Two types of interference • Pro-active interference • Retro-active interference • pro-active interference: It is the interference in which previously learned information interferes with the ability to remember new information. 2) Retro-active interference: In retro-active interference, the new information placed in memory interferes with the ability to recall information already in memory.

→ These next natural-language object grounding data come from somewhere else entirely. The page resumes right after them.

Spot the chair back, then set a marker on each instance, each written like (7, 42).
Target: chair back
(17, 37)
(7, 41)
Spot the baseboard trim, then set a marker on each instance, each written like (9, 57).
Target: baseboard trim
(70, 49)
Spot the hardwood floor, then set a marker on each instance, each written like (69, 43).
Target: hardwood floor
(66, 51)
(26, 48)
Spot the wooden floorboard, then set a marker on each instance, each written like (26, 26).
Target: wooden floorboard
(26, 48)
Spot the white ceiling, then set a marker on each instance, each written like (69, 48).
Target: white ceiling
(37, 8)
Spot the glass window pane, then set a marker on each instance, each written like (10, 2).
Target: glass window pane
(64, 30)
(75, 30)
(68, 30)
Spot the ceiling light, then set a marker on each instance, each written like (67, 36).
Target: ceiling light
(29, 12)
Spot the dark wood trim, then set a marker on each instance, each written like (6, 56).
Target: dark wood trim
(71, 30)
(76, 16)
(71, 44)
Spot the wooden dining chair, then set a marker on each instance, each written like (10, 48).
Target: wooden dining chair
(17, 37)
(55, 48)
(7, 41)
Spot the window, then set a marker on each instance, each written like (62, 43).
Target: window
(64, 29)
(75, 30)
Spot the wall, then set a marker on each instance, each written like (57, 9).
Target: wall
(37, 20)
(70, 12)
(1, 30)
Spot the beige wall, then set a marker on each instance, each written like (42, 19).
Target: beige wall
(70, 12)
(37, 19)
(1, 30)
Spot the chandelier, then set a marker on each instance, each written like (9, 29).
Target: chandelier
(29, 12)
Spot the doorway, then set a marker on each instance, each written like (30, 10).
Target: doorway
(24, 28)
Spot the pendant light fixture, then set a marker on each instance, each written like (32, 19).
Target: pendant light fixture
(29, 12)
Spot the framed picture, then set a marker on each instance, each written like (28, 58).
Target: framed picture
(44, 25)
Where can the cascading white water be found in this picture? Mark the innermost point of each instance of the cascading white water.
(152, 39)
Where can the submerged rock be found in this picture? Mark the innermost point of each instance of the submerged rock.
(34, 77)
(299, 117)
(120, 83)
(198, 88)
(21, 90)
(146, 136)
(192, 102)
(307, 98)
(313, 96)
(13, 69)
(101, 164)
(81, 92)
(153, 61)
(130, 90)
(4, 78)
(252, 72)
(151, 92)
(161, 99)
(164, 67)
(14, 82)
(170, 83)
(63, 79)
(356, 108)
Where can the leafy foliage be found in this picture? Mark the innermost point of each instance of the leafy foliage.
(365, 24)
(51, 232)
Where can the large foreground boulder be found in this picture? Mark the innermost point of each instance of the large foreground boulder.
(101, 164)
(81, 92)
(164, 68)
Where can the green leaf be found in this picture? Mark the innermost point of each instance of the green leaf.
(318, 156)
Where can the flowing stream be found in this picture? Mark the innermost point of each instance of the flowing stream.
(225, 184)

3) Theory of motivated forgetting It focuses on the fact that we sometimes unconsciously wish to forget something unpleasant. The idea that people forget things they don’t want to remember is also called motivated forgetting According to motivated forgetting theory, people are blocked from remembering something that would cause pain, threat or embarrassment.
Organic problems of memory • Due to accidents or head injury two types of memory problems may occur. • Retrograde amnesia: loss of memory of events prior to injury. • Anterograde amnesia: loss of memory for events that occurred after the injury.
Improving everyday memory • Strategies for enhancing memory. Mnemonics • over learning: over learning refers to continued rehearsal of material after you first appear to have mastered it.
2) Distributed vs mass practice: Evidence indicates that retention tends to be greater after distributed practice than after mass practice. 3) Outlining: Outlining forces you to organize material hierarchically. 4) Acronym: A word formed out of the first letters of a series of words. Example: POTUS: president of the united states
5) Narrative method: In it we create a story that includes the words in the appropriate order. For example, people could remember the colors of the rainbow in the right order by making up a short story such as this: Red Smith stood next to an orange constructed building and waiting fora yellow cab. He told the cabbie he was feeling very green and asked to be taken to a hospital. The cabbie took him to a hospital, where a nurse in a blue coat guided him to a room with indigo walls. He smelled a violet in a vase and passed out.
6) Rhymes: Another verbal mnemonic that people often rely on is rhyming.